That's why the check is if (!(dirty_flags & CODE_DIRTY_FLAG)), if it 
hasn't been set yet, we have to assume that it could be a TB so we need 
to invalidate it.  tb_invalidate_phys_page_fast() will set the 
CODE_DIRTY_FLAG if no code is present in that memory area which is why 
we fetch dirty_flags again.

We do the store, and then set the dirty bits to mark that the page is 
now dirty taking care to not change the CODE_DIRTY_FLAG bit.

At the very end, we check to see if CODE_DIRTY_FLAG which indicates that 
we no longer need to trap writes.  If so, we call tlb_set_dirty() which 
will ultimately remove the notdirty callback in favor of a faster access 
mechanism.

With respect patch series, there should be no problem having a separate 
code bitmap that gets updated along with a main bitmap provided that the 
semantics of CODE_DIRTY_FLAG are preserved.

>> Sounds good to me.
>> So we're going to introduce 4 (VGA, CODE, MIGRATION, master) 
>> bit-based bitmaps in total.
>>
>
> Yeah, except CODE doesn't behave like the others.  Would be best to 
> understand what it's requirements are before making the change.  Maybe 
> CODE will need separate handling (so master will only feed VGA and 
> MIGRATION).

Generally speaking, cpu_physical_memory_set_dirty() is called by the 
device model.  Any writes by the device model that results in 
self-modifying code are not going to have predictable semantics which is 
why it can set CODE_DIRTY_FLAG.

CODE_DIRTY_FLAG doesn't need to get updated from a master bitmap.  It 
should be treated as a separate bitmap that is strictly dealt with by 
the virtual TLB.

Regards,

Anthony Liguori
Avi Kivity - March 16, 2010, 1:57 p.m.
On 03/16/2010 03:51 PM, Anthony Liguori wrote:
> On 03/16/2010 08:29 AM, Avi Kivity wrote:
>> On 03/16/2010 03:17 PM, Yoshiaki Tamura wrote:
>>> Avi Kivity wrote:
>>>> On 03/16/2010 12:53 PM, Yoshiaki Tamura wrote:
>>>>> Modifies wrapper functions for byte-based phys_ram_dirty bitmap to
>>>>> bit-based phys_ram_dirty bitmap, and adds more wrapper functions to
>>>>> prevent
>>>>> direct access to the phys_ram_dirty bitmap.
>>>>
>>>>> +
>>>>> +static inline int cpu_physical_memory_get_dirty_flags(ram_addr_t 
>>>>> addr)
>>>>> +{
>>>>> + unsigned long mask;
>>>>> + int index = (addr>> TARGET_PAGE_BITS) / HOST_LONG_BITS;
>>>>> + int offset = (addr>> TARGET_PAGE_BITS)& (HOST_LONG_BITS - 1);
>>>>> + int ret = 0;
>>>>> +
>>>>> + mask = 1UL<< offset;
>>>>> + if (phys_ram_vga_dirty[index]& mask)
>>>>> + ret |= VGA_DIRTY_FLAG;
>>>>> + if (phys_ram_code_dirty[index]& mask)
>>>>> + ret |= CODE_DIRTY_FLAG;
>>>>> + if (phys_ram_migration_dirty[index]& mask)
>>>>> + ret |= MIGRATION_DIRTY_FLAG;
>>>>> +
>>>>> + return ret;
>>>>> }
>>>>>
>>>>> static inline int cpu_physical_memory_get_dirty(ram_addr_t addr,
>>>>> int dirty_flags)
>>>>> {
>>>>> - return phys_ram_dirty[addr>> TARGET_PAGE_BITS]& dirty_flags;
>>>>> + return cpu_physical_memory_get_dirty_flags(addr)& dirty_flags;
>>>>> }
>>>>
>>>> This turns one cacheline access into three.
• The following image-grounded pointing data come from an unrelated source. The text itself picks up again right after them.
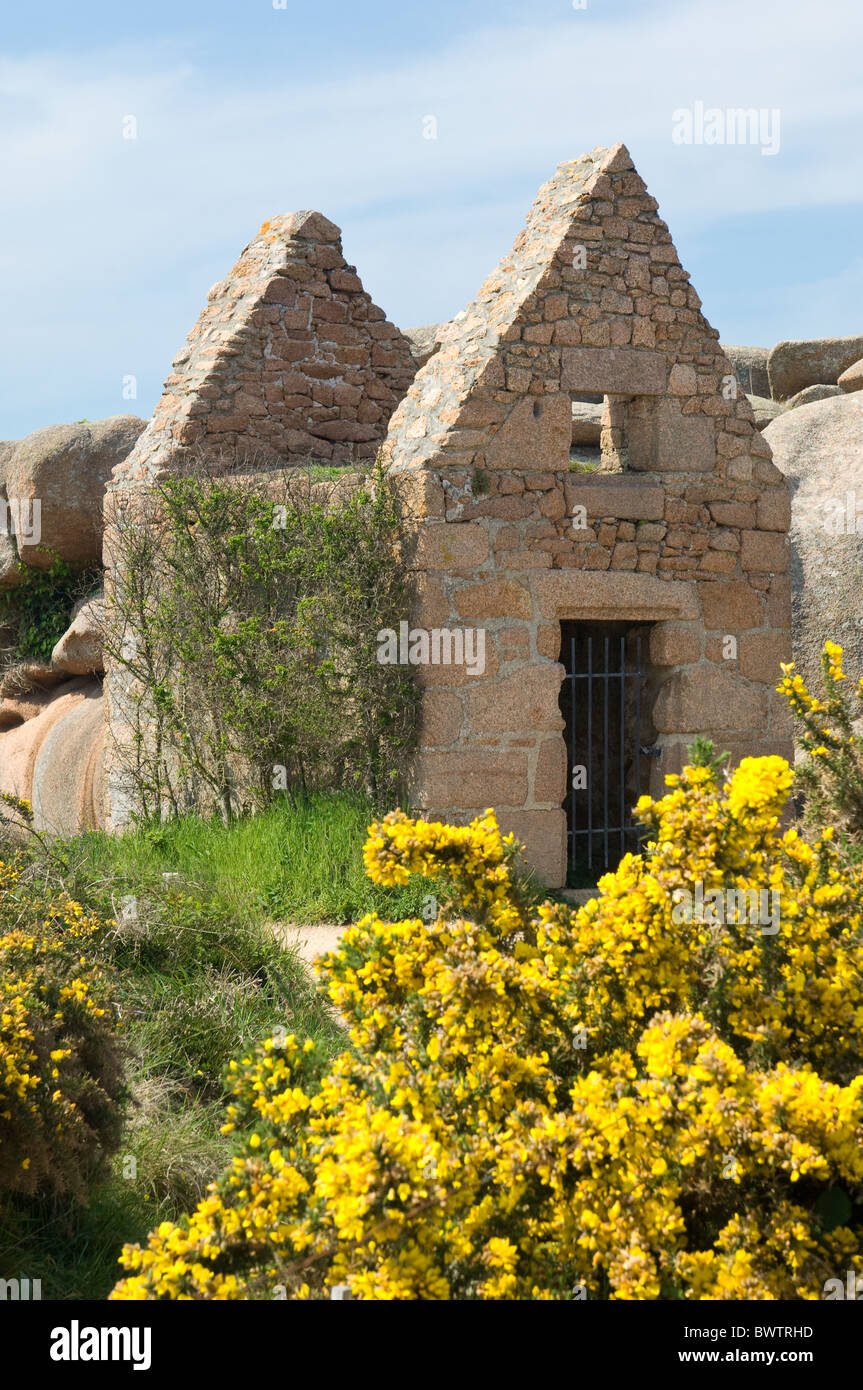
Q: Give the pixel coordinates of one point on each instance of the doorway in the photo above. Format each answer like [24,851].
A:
[610,742]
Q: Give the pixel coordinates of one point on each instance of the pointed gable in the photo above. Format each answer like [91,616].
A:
[591,299]
[289,359]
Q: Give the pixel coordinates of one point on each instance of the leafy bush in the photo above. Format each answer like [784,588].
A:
[39,608]
[60,1061]
[831,774]
[633,1100]
[245,622]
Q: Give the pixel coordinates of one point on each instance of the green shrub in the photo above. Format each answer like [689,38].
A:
[39,608]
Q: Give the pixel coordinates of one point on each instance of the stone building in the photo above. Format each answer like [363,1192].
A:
[628,602]
[624,602]
[289,362]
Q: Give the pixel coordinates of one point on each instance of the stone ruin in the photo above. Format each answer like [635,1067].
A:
[683,528]
[670,544]
[289,360]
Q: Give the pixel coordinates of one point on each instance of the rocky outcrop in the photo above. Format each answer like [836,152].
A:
[751,367]
[765,410]
[424,342]
[820,451]
[852,377]
[54,481]
[809,394]
[53,756]
[809,363]
[78,652]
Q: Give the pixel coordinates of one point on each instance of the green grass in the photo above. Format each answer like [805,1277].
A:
[295,865]
[198,977]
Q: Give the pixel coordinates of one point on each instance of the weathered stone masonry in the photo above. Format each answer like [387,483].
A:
[684,527]
[289,362]
[685,523]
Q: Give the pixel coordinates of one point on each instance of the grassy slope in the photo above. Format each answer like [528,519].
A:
[198,979]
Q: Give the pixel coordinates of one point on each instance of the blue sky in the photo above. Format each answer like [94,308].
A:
[107,246]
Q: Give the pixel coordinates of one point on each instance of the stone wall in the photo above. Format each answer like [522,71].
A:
[684,526]
[289,360]
[289,363]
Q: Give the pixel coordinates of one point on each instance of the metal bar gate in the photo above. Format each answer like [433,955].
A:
[602,706]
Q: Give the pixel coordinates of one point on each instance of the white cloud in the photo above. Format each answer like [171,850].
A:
[104,239]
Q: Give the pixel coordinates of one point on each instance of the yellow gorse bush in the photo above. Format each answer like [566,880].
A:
[831,773]
[60,1068]
[621,1101]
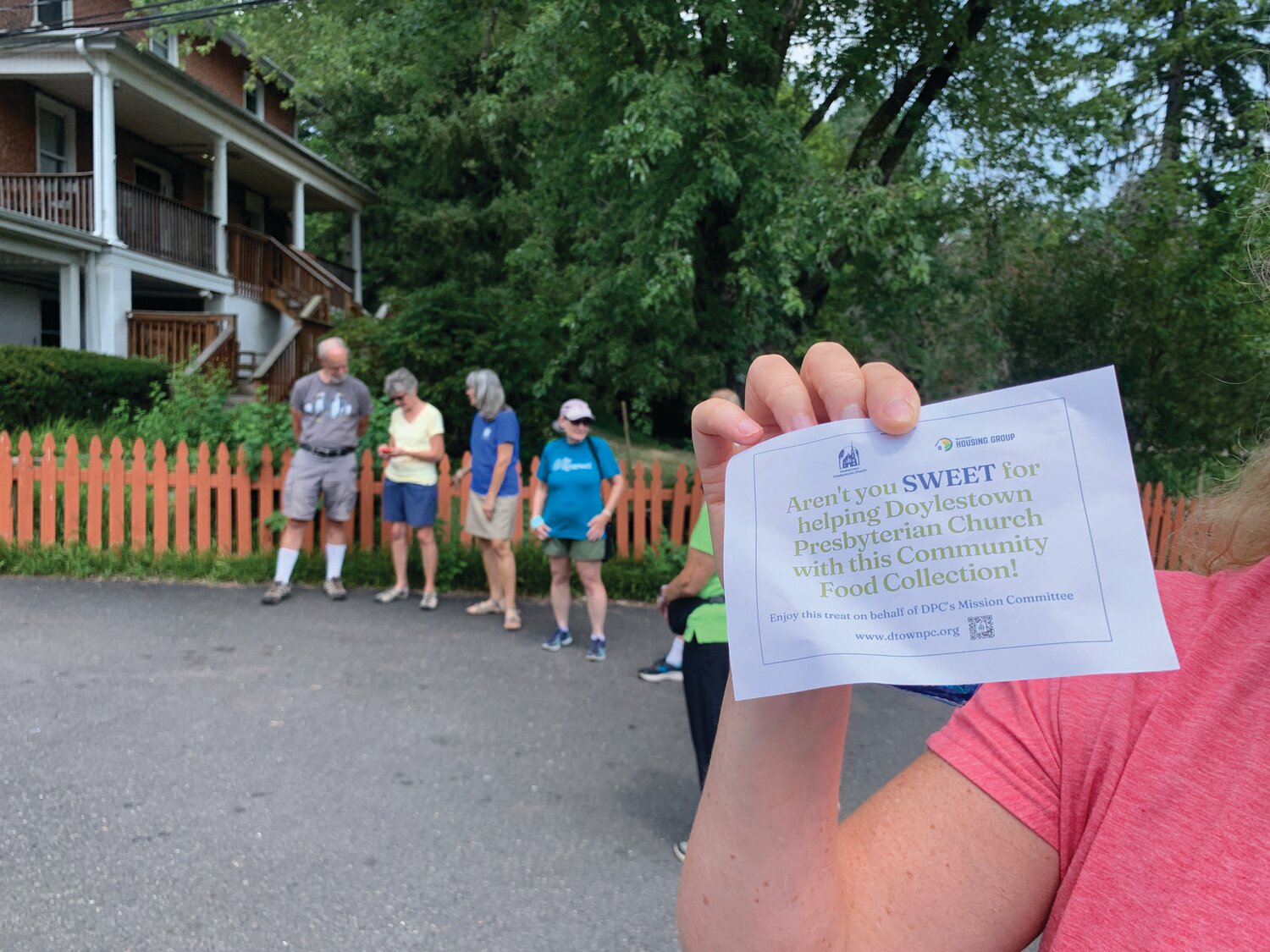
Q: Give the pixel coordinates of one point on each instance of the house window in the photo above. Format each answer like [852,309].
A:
[154,178]
[165,47]
[50,13]
[253,96]
[55,136]
[50,322]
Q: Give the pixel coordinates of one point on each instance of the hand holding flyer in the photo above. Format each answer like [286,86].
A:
[975,548]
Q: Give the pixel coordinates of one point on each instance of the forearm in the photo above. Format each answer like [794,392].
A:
[762,868]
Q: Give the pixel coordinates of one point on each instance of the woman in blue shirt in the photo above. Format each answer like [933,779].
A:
[494,494]
[571,515]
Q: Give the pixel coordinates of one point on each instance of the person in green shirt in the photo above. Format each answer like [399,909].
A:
[693,603]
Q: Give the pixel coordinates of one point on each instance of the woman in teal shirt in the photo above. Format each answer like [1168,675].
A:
[569,515]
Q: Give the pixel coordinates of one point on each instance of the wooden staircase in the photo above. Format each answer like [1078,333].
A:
[296,286]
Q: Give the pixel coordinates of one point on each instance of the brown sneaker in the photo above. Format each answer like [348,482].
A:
[276,592]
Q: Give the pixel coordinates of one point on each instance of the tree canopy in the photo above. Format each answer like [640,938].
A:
[632,201]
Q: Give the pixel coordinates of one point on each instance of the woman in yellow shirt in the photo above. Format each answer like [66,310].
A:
[416,446]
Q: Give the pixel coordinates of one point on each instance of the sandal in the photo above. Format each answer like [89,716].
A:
[489,606]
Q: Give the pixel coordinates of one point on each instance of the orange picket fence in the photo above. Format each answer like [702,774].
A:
[208,503]
[205,502]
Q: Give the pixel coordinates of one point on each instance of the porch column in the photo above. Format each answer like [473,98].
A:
[297,215]
[221,201]
[356,254]
[69,300]
[104,188]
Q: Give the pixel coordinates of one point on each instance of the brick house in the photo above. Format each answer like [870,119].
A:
[154,201]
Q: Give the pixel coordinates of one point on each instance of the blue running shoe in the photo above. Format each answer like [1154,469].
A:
[558,640]
[660,669]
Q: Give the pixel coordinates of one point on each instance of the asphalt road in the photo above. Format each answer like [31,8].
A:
[183,768]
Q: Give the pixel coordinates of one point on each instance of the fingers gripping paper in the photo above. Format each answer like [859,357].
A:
[1000,540]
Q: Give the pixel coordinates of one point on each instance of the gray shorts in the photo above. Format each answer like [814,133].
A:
[333,477]
[498,527]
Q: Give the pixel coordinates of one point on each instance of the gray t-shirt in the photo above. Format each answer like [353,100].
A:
[330,411]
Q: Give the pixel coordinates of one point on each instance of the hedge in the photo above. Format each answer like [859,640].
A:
[41,383]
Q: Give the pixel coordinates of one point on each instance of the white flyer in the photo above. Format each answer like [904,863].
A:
[1000,540]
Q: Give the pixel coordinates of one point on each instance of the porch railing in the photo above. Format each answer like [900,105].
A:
[60,198]
[268,271]
[165,228]
[178,338]
[292,357]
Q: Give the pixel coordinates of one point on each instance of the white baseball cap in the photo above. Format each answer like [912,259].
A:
[573,410]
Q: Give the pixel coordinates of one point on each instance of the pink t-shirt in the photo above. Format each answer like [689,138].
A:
[1155,789]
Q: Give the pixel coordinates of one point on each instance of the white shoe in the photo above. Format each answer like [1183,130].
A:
[393,594]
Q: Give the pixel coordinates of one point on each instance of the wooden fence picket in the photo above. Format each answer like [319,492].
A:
[70,492]
[224,502]
[48,492]
[243,505]
[25,490]
[160,482]
[264,535]
[5,487]
[678,504]
[180,498]
[114,477]
[137,482]
[366,494]
[94,494]
[655,493]
[202,479]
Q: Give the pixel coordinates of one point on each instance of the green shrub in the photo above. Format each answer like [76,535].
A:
[45,382]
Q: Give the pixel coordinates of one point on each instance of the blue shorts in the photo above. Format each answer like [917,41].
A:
[409,502]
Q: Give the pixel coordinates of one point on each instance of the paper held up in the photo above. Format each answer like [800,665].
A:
[1000,540]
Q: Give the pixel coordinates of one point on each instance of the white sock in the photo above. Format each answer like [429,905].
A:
[286,565]
[334,560]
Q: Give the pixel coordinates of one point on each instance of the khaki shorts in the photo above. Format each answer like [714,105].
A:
[310,476]
[500,526]
[579,550]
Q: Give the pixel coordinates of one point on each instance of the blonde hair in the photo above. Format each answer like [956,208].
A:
[1231,528]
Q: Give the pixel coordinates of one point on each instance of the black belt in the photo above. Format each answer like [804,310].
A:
[325,452]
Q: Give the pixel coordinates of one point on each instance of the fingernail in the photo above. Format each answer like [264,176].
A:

If the dirty bitmaps 
>>>> were in
>>>> an array, you could do
>>>>
>>>> return dirty_bitmaps[dirty_index][addr >> (TARGET_PAGE_BITS +
>>>> BITS_IN_LONG)] & mask;
>>>>
>>>> with one cacheline access.
>>>
>>> If I'm understanding the existing code correctly,
>>> int dirty_flags can be combined, like VGA + MIGRATION.
>>> If we only have to worry about a single dirty flag, I agree with 
>>> your idea.
>>
>> From a quick grep it seems flags are not combined, except for 
>> something strange with CODE_DIRTY_FLAG:
>>
>>> static void notdirty_mem_writel(void *opaque, target_phys_addr_t 
>>> ram_addr,
>>>                                 uint32_t val)
>>> {
>>>     int dirty_flags;
>>>     dirty_flags = phys_ram_dirty[ram_addr >> TARGET_PAGE_BITS];
>>>     if (!(dirty_flags & CODE_DIRTY_FLAG)) {
>>> #if !defined(CONFIG_USER_ONLY)
>>>         tb_invalidate_phys_page_fast(ram_addr, 4);
>>>         dirty_flags = phys_ram_dirty[ram_addr >> TARGET_PAGE_BITS];
>>> #endif
>>>     }
>>>     stl_p(qemu_get_ram_ptr(ram_addr), val);
>>>     dirty_flags |= (0xff & ~CODE_DIRTY_FLAG);
>>>     phys_ram_dirty[ram_addr >> TARGET_PAGE_BITS] = dirty_flags;
>>>     /* we remove the notdirty callback only if the code has been
>>>        flushed */
>>>     if (dirty_flags == 0xff)
>>>         tlb_set_dirty(cpu_single_env, cpu_single_env->mem_io_vaddr);
>>> }
>>
>> I can't say I understand what it does.
>
> The semantics of CODE_DIRTY_FLAG are a little counter intuitive.  
> CODE_DIRTY_FLAG means that we know that something isn't code so writes 
> do not need checking for self modifying code.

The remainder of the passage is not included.